There is a competitive dynamic worth flagging: built environment and infrastructure venture funds do not yet have a coordinated world model thesis. And, sure, one can argue that the horizontal AI investment firms backing the foundational labs do. However, what these funds don’t have is access to the LP base and distribution network that enable use case application, early adoption, and real world deployment at scale, particularly within a traditionally laggard and high-friction user base. Serving as trusted advisors to our LPs, we can help them pilot the right technologies and ensure use cases realize important value propositions on the ground. This is our right to play.


Closing argument

Conceptually, world models have been brought to life by classic novels and, later, by the big screen — some might recall HAL 9000’s spatial navigation capabilities in 2001: A Space Odyssey or autonomous vehicle navigation simulations in Total Recall or F.R.I.D.A.Y’s spatial analysis and heroic functions in the MCU’s Iron Man series. There’s so much to be excited about with spatial intelligence and the world models founders will be able to leverage to build exciting, useful, and beneficial products.
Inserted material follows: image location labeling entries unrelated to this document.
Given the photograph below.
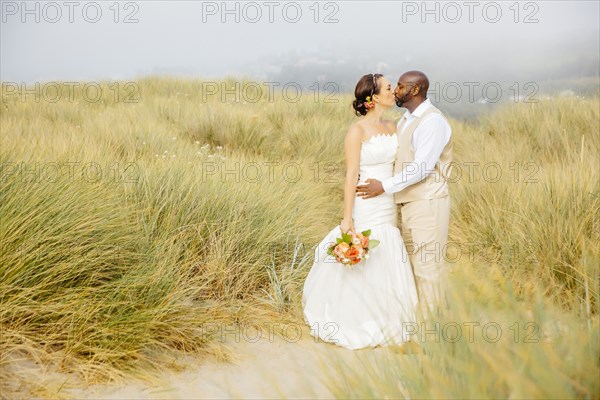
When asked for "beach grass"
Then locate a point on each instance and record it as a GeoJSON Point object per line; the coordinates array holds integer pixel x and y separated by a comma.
{"type": "Point", "coordinates": [140, 223]}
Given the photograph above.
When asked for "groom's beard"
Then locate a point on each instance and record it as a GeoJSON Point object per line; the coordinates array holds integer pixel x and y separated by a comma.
{"type": "Point", "coordinates": [400, 101]}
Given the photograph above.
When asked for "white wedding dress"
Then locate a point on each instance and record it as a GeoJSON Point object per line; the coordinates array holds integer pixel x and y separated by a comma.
{"type": "Point", "coordinates": [375, 302]}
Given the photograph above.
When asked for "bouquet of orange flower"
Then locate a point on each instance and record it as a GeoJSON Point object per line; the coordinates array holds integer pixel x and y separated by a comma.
{"type": "Point", "coordinates": [352, 247]}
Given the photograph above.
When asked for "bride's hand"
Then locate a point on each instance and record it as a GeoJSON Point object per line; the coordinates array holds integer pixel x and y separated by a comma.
{"type": "Point", "coordinates": [346, 225]}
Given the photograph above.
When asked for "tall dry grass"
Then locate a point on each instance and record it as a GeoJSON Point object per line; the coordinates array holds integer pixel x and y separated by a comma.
{"type": "Point", "coordinates": [127, 227]}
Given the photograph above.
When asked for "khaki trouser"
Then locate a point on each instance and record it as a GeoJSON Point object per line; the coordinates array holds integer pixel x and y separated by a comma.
{"type": "Point", "coordinates": [424, 228]}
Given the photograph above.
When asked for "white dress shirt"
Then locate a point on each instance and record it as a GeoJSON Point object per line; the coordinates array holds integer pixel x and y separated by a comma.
{"type": "Point", "coordinates": [428, 141]}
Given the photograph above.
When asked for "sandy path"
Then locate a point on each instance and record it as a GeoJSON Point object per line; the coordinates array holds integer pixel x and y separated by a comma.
{"type": "Point", "coordinates": [271, 368]}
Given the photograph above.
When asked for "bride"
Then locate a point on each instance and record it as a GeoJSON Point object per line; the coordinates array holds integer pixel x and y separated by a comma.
{"type": "Point", "coordinates": [371, 304]}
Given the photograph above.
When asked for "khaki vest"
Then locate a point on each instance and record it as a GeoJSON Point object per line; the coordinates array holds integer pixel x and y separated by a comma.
{"type": "Point", "coordinates": [435, 185]}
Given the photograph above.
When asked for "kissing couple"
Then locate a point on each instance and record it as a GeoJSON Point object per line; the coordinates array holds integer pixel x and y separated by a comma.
{"type": "Point", "coordinates": [404, 201]}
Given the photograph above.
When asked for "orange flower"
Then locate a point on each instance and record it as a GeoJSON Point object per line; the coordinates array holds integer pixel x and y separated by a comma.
{"type": "Point", "coordinates": [365, 241]}
{"type": "Point", "coordinates": [352, 253]}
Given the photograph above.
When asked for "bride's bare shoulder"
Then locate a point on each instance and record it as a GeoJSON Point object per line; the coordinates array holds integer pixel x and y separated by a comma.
{"type": "Point", "coordinates": [355, 132]}
{"type": "Point", "coordinates": [391, 125]}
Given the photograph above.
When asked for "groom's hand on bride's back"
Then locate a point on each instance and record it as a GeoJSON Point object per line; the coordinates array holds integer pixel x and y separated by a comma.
{"type": "Point", "coordinates": [372, 188]}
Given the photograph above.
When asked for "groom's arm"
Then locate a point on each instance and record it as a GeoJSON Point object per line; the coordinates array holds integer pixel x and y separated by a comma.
{"type": "Point", "coordinates": [429, 140]}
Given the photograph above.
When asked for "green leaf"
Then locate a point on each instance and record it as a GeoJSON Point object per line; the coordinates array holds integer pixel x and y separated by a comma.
{"type": "Point", "coordinates": [373, 243]}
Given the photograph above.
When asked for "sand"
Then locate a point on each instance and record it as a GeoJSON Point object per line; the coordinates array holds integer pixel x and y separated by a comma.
{"type": "Point", "coordinates": [270, 368]}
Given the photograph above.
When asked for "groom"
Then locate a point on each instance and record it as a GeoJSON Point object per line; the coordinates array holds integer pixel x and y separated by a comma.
{"type": "Point", "coordinates": [420, 188]}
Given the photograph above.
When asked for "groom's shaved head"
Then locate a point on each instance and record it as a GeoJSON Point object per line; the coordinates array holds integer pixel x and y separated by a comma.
{"type": "Point", "coordinates": [417, 78]}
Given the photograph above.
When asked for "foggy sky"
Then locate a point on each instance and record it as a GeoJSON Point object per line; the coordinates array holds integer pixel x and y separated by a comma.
{"type": "Point", "coordinates": [189, 38]}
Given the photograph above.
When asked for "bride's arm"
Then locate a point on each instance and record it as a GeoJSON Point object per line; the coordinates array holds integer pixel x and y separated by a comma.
{"type": "Point", "coordinates": [352, 146]}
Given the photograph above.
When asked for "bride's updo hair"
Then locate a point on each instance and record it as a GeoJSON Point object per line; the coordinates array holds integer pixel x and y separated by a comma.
{"type": "Point", "coordinates": [366, 86]}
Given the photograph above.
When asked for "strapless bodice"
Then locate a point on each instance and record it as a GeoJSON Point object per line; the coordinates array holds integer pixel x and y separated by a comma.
{"type": "Point", "coordinates": [377, 156]}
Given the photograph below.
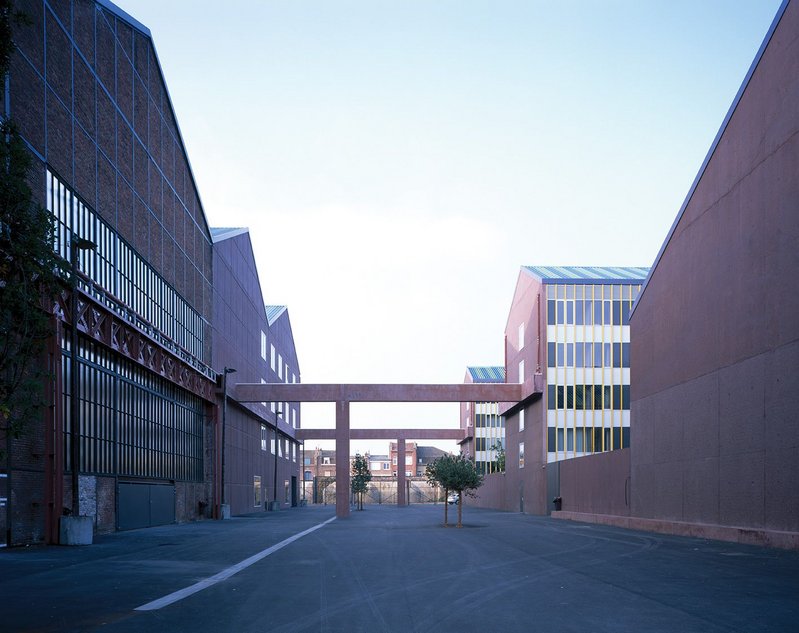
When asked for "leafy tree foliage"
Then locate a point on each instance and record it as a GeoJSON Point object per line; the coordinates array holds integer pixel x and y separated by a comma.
{"type": "Point", "coordinates": [361, 476]}
{"type": "Point", "coordinates": [455, 473]}
{"type": "Point", "coordinates": [31, 274]}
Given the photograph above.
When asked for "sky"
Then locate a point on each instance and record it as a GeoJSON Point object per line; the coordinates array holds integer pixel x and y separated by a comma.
{"type": "Point", "coordinates": [398, 161]}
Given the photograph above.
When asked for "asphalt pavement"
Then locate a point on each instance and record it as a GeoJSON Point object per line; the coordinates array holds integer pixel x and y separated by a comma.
{"type": "Point", "coordinates": [398, 569]}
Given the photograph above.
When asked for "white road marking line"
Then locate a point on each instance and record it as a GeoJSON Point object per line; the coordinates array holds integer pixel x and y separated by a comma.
{"type": "Point", "coordinates": [225, 573]}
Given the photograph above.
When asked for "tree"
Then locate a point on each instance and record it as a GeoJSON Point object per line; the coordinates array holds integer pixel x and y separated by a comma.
{"type": "Point", "coordinates": [361, 476]}
{"type": "Point", "coordinates": [31, 273]}
{"type": "Point", "coordinates": [454, 473]}
{"type": "Point", "coordinates": [431, 473]}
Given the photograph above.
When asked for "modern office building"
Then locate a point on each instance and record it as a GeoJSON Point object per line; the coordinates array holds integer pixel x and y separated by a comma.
{"type": "Point", "coordinates": [482, 422]}
{"type": "Point", "coordinates": [253, 343]}
{"type": "Point", "coordinates": [568, 328]}
{"type": "Point", "coordinates": [127, 437]}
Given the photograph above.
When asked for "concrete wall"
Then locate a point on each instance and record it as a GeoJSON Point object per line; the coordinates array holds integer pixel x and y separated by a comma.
{"type": "Point", "coordinates": [715, 345]}
{"type": "Point", "coordinates": [492, 494]}
{"type": "Point", "coordinates": [598, 484]}
{"type": "Point", "coordinates": [239, 319]}
{"type": "Point", "coordinates": [525, 486]}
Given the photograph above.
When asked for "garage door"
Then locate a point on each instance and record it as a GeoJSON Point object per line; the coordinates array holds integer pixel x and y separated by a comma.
{"type": "Point", "coordinates": [145, 505]}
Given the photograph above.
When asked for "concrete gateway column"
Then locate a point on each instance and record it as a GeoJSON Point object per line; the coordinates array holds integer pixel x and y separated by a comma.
{"type": "Point", "coordinates": [401, 473]}
{"type": "Point", "coordinates": [342, 459]}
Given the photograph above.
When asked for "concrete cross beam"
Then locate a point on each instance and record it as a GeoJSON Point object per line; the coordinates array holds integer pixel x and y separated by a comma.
{"type": "Point", "coordinates": [343, 394]}
{"type": "Point", "coordinates": [309, 392]}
Building smart cities coherently, creating affordable and well connected transportation systems while reducing social and environmental trade-offs, and navigating climate risks such as wildfires and flooding could well become within reach.

Nevertheless, the risks are real and may have more serious ramifications than LLMs. Sci-fi media is far from short of downside risk examples. This is precisely why coming in early is of utmost importance: to help dictate the direction of this fledgling ecosystem by ensuring protocols and safety standards are built in the foundational models and designing applied use cases that understand the contextual challenges and demands that the built world itself and its stakeholders have. We’ll back the spatial intel ventures that make the built environment and its core infrastructure more efficient, more adaptable, interpretable, and safer. Founders focused on this stand to win big in the process.